Parameters	Range	GA	PSO	DE	BBO	IBBO
Ms × 106 (A/m)	[0.95, 1.05]	0.9552	1.0221	0.9758	0.9738	1.0359
α × 10−5	[10−3, 102]	40.957	32.546	35.648	39.482	30.551
a (A/m)	[1, 200]	196.73	140.51	170.56	145.75	148.79
c	[0, 1]	0.5423	0.4641	0.4561	0.6112	0.3876
k (A/m)	[30, 80]	41.321	45.244	43.234	38.852	39.512
Fitness value (T)	--	0.1707	0.0613	0.0682	0.0756	0.0544
simulation time (s)	--	251.43	279.92	678.94	210.67	199.03

The simulation hysteresis loop obtained by IBBO is also depicted in Figure 7, from which it can be found that the simulation hysteresis loop is in high agreement with the experimental one.

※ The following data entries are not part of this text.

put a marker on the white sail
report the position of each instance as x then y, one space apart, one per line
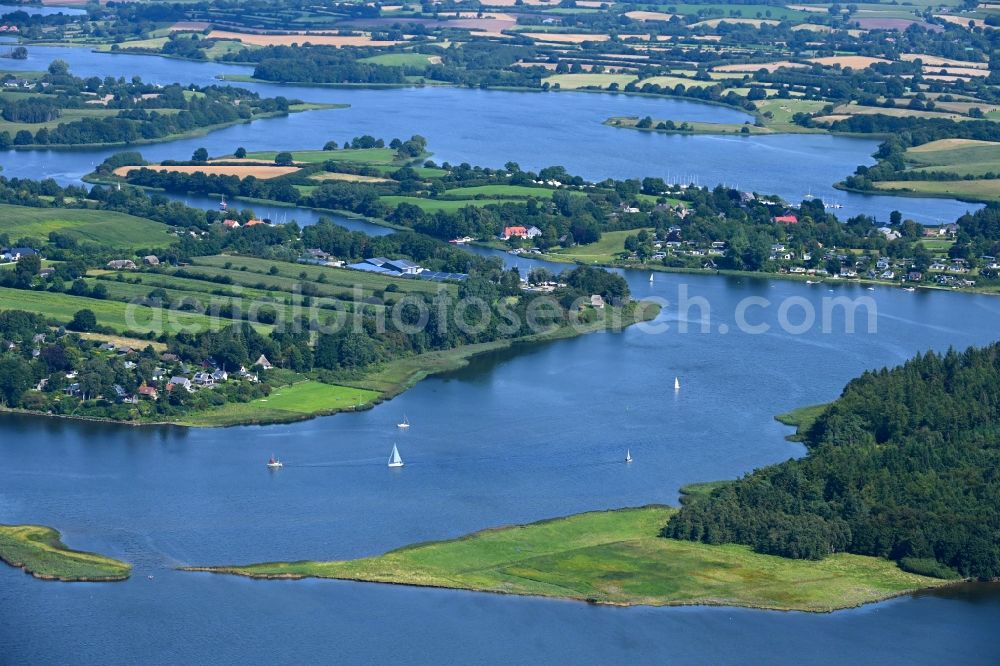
394 459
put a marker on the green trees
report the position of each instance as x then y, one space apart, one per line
901 466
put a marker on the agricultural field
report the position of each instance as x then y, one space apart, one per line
95 226
414 60
296 401
616 557
966 190
349 177
605 251
586 80
962 156
115 315
259 171
299 38
360 156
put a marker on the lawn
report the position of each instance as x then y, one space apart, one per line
511 191
97 226
574 81
40 552
617 557
120 317
963 156
259 270
362 156
968 190
802 419
604 251
289 403
434 205
415 60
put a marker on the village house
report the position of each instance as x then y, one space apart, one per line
149 392
183 382
204 379
15 253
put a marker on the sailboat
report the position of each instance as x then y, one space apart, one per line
394 459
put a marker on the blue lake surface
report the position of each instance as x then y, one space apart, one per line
517 436
490 128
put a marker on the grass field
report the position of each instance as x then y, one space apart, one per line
604 251
511 191
434 205
259 171
259 269
617 557
288 403
802 419
363 156
97 226
962 156
120 317
415 60
39 551
969 190
349 177
574 81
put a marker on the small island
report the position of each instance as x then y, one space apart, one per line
40 552
871 512
616 558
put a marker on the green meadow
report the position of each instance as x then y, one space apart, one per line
39 551
96 226
302 400
616 557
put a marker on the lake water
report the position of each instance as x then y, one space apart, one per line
490 128
39 10
517 436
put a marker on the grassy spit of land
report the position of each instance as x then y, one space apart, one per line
39 551
617 558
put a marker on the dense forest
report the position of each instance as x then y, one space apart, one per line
903 465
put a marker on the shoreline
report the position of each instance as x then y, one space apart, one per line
191 134
415 368
543 572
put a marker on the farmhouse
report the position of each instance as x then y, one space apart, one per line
15 253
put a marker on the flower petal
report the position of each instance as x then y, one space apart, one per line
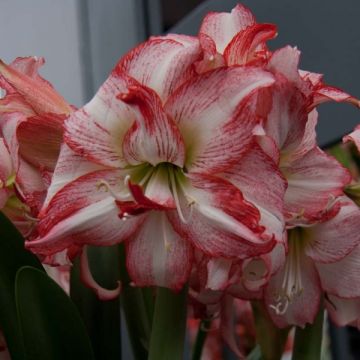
96 131
354 136
249 44
340 278
154 137
332 240
343 311
23 77
262 185
157 255
47 129
219 221
313 182
83 213
222 27
162 63
216 114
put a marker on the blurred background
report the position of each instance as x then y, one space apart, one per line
82 40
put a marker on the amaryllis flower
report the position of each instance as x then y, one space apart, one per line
354 137
155 159
322 260
31 109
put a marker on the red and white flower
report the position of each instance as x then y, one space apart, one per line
155 158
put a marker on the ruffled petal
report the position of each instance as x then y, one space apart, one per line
313 182
47 129
40 95
332 240
154 138
216 114
262 185
157 255
96 131
354 136
341 278
249 44
222 27
162 63
219 221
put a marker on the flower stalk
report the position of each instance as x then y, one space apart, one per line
168 331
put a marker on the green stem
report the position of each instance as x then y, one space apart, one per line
270 338
137 306
200 339
168 332
307 344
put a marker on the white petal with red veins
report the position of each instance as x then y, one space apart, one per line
222 27
332 240
157 255
216 114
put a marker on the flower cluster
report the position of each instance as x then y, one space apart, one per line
200 155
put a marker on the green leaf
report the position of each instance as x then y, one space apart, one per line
270 338
168 331
138 307
101 318
12 257
49 321
307 345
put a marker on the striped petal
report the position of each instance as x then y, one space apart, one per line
222 27
154 138
216 114
157 255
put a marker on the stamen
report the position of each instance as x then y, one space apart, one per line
89 281
176 197
103 184
291 286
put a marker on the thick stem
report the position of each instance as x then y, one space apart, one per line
200 339
271 339
307 344
168 331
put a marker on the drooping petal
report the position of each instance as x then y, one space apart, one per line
342 311
47 129
302 309
157 255
83 213
23 77
332 240
96 130
218 220
249 44
216 114
340 278
162 63
218 273
354 136
286 121
154 138
262 184
313 182
222 27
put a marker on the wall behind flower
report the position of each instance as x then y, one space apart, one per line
80 39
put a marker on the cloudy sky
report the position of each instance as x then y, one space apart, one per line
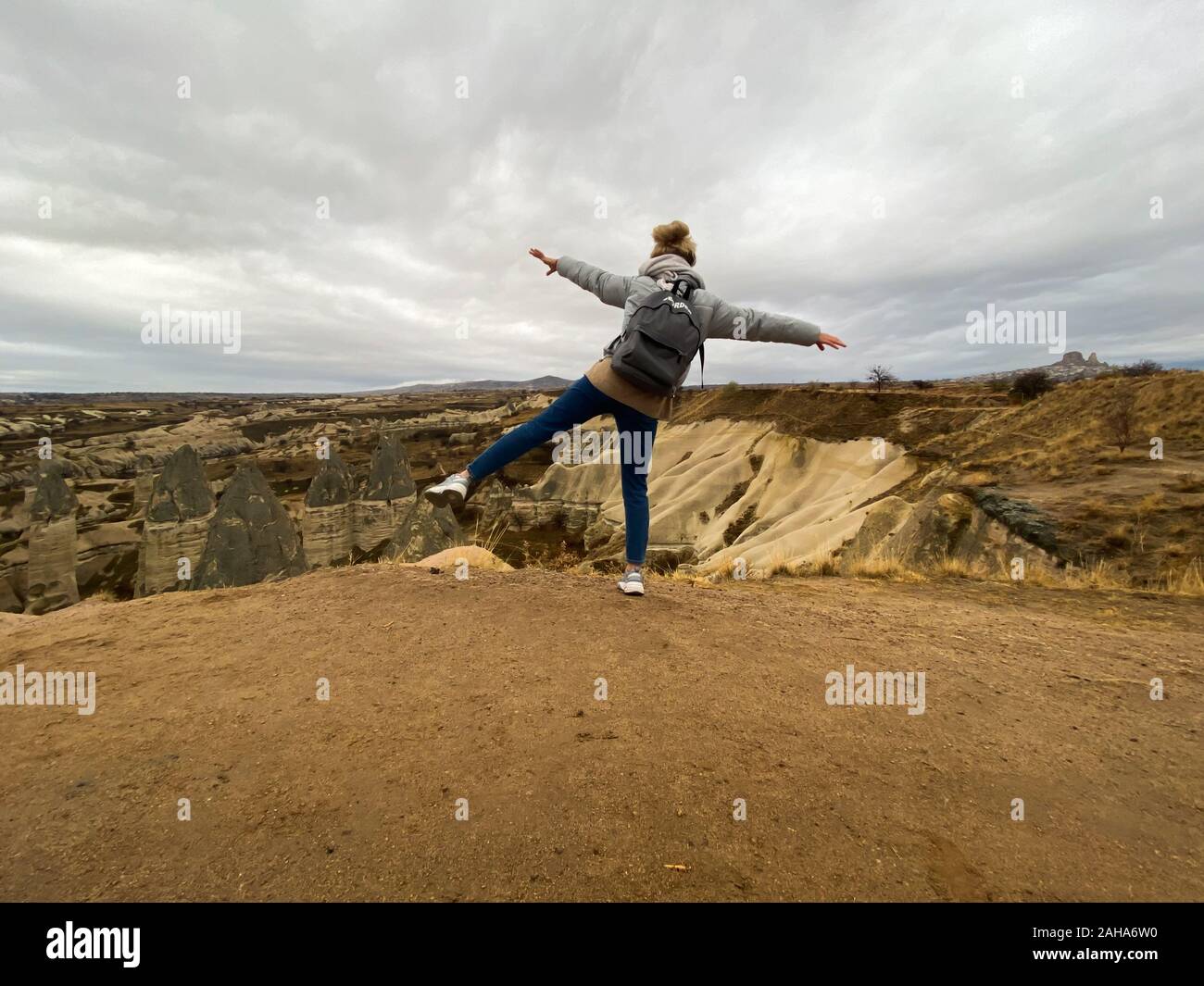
879 168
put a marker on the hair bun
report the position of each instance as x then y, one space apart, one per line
671 233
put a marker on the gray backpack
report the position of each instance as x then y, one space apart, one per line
658 341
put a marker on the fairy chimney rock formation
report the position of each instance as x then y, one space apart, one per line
386 497
251 538
332 485
422 530
182 492
51 577
389 477
179 513
326 523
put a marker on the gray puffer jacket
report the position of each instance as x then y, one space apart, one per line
719 319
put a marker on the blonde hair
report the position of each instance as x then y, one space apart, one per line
674 237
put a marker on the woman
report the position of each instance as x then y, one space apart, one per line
603 392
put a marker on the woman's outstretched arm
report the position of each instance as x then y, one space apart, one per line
613 289
733 321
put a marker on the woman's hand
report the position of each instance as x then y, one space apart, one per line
549 260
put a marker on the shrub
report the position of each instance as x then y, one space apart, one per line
879 376
1031 384
1143 368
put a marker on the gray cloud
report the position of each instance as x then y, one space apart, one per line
880 179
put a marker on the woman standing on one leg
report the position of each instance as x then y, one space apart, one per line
605 392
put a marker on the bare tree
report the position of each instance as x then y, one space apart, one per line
1120 420
879 376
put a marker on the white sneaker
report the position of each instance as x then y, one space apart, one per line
450 493
633 583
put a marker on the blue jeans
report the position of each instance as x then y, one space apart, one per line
577 405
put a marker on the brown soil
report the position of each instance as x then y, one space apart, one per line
484 690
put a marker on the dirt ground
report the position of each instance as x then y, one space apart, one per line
484 690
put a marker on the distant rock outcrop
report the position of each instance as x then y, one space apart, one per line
252 536
947 526
51 576
328 520
179 514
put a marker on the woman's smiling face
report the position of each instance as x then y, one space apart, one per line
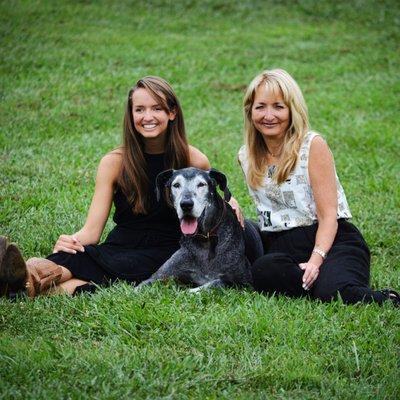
269 113
149 117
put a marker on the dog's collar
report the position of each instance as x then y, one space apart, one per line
213 231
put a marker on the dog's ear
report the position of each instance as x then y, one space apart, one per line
221 180
162 181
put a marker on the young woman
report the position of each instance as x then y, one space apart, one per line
311 248
146 232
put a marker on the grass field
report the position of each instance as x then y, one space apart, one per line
66 68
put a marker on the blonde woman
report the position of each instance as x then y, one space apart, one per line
302 208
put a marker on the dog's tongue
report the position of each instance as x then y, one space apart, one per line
188 226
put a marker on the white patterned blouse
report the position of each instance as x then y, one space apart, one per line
290 204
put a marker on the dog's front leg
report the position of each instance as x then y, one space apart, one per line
166 271
216 283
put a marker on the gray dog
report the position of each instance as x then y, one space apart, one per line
212 244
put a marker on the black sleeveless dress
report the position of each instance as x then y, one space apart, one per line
137 246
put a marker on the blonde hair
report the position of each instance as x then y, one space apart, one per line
278 81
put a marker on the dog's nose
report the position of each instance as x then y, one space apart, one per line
187 204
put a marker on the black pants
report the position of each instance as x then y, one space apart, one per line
345 271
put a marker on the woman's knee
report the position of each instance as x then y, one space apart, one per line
325 294
268 269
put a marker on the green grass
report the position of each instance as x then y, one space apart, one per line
65 71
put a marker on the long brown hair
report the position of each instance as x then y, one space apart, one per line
133 178
278 81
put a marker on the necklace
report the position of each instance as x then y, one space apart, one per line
276 155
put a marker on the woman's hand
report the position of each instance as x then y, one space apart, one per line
311 272
235 207
68 244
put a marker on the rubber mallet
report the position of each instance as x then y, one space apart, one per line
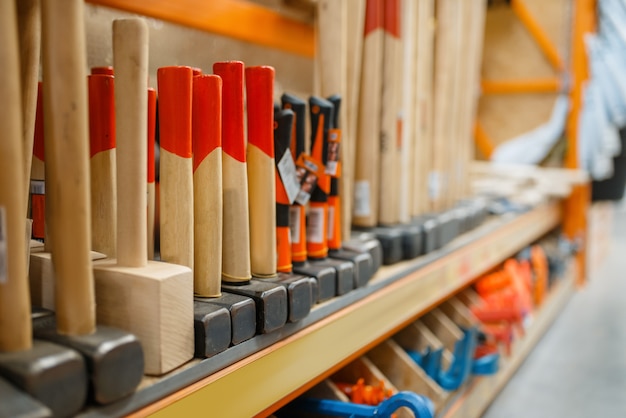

The experiment is carried out on fluxgate probe using the mentioned permalloy as the magnetic core. The structure of the magnetic fluxgate probe used in the experiment is depicted in Figure 2, which is completely symmetrical in structure. When the external magnetic field is 30,000 nT, the experimental output of the magnetic fluxgate probe is shown in Figure 8. The output waveform is a periodic signal with period T = 33.6 μs, the maximum value Vmax = 1.52 V and the minimum value Vmin = −1.6 V.

Figure 8

Output of fluxgate probe.

The fluxgate probe is a single-rod sensor in theory. A simulation model based on the Jiles-Atherton model is built in a MATLAB/Simulink environment. Figure 9 shows the simulation outputs of different parameters optimized by five methods. The output waveforms are periodic signals with period T = 33.38 μs. The maximum values Vmax for IBBO method, BBO method, DE method, PSO method and GA method are 1.57 V, 3.33 V, 1.13 V, 1.41 V and 0.85 V respectively, and the minimum values Vmin are −1.53 V, −2.65 V, −1.09 V, −1.39 V, and −0.94 V respectively. The simulation output of parameters optimized by IBBO method is consistent with the experimental output of the fluxgate probe.

Figure 9

Simulation outputs of fluxgate probe.

6. Conclusions

In this paper, the BBO algorithm is applied to identify the five parameters of the Jiles-Atherton model. Through the improvement of the BBO algorithm, the convergence rate and the optimization accuracy are improved. Using the IBBO algorithm to identify the fixed parameters of the Jiles-Atherton model, simulation results have shown that IBBO algorithm has been improved significantly in terms of convergence rate and accuracy compared with GA, PSO, DE and BBO algorithms. For the permalloy Jiles-Atherton model parameters identification, the hysteresis loop of simulation and experiment are in high agreement. The simulation output of parameters optimized by IBBO method is consistent with the experimental output. IBBO method is a new approach for parameter identification of the Jiles-Atherton model, which provides a reference for further accurate analysis and design of the instruments and equipment with a magnetic core.